A Istanbul, il Pride si è comunque svolto domenica scorsa, nonostante il divieto imposto dalle autorità turche. E questa è già una buona notizia. Purtroppo, 113 tra manifestanti, attivisti dei diritti umani e giornalisti sono stati arrestati, proprio mentre tentavano di avanzare verso il centro della città turca, oltre i limiti imposti dalle forze dell’ordine. Numerosi i quartieri centrali transennati e diverse linee della metropolitana chiuse.
Prima del Pride, il Prefetto di Istanbul, Davut Gul, aveva dichiarato: “Nessuna attività che minaccia l’istituzione della famiglia, quale garanzia del nostro Stato e della nostra Nazione, è permessa. Non sarà mai concesso a gruppi di dimostrare senza il permesso”.
In realtà il “braccio violento della legge” è stato un po’ meno violento del solito, per i criteri della Turchia: centinaia di fermati e arrestati, ma non si sono registrati particolari scontri e violenze tra polizia e manifestanti. Gli attivisti – che si erano organizzati in maniera top secret – si sono riuniti nei pressi di Piazza Taksim, piazza simbolo di Istanbul, marciando per una decina di minuti e urlando slogan prima di essere inizialmente bloccati dagli agenti e dispersi. Il raduno – con circa 200 attivisti – è stato poi spostato di poco più di un chilometro, nel quartiere di Nişantaşı, una zona residenziale chic di Istanbul, dove sono a lungo sventolate le bandiere arcobaleno.
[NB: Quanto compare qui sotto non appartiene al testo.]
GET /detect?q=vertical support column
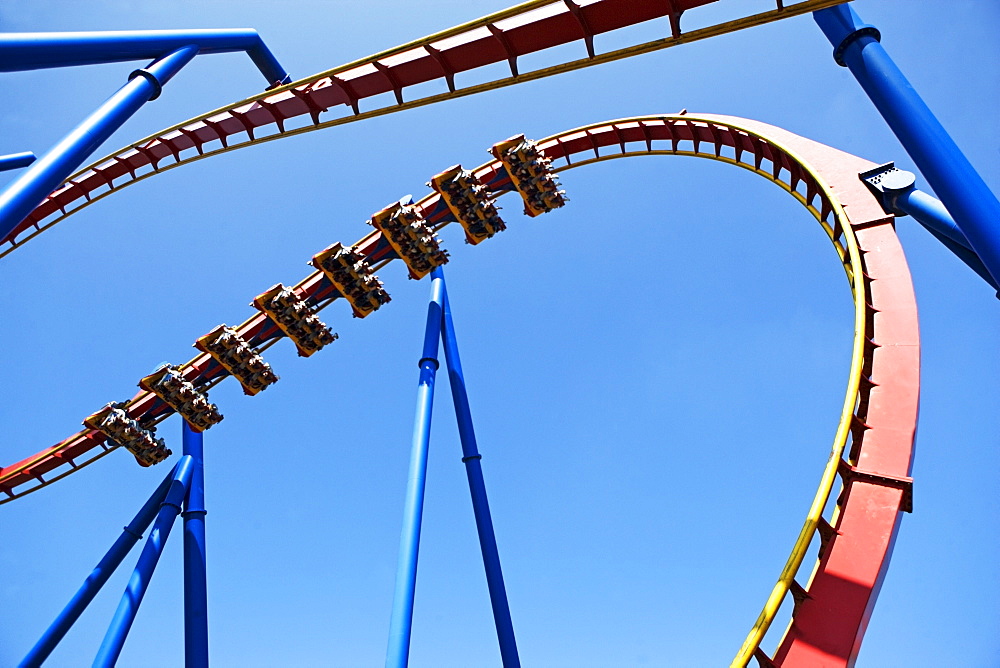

Già durante la scorsa settimana, numerosi appuntamenti ed eventi che anticipavano il Gay Pride erano stati proibiti dalle autorità cittadine.
Dal 2002, anno del primo Pride a Istanbul, migliaia di cittadini hanno preso parte alla manifestazione (record: 100.000 partecipanti nel 2014), poi, a partire dal 2015, la manifestazione è stata puntualmente vietata e più volte si sono registrati scontri tra polizia e manifestanti. Nel 2022 ci furono addirittura circa 400 persone arrestate.
La comunità LGBTQ+ turca teme ulteriori pressioni (e limitazioni) dopo la rielezione del presidente turco Recep Tayyip Erdoğan alla guida della Turchia almeno per i prossimi cinque anni.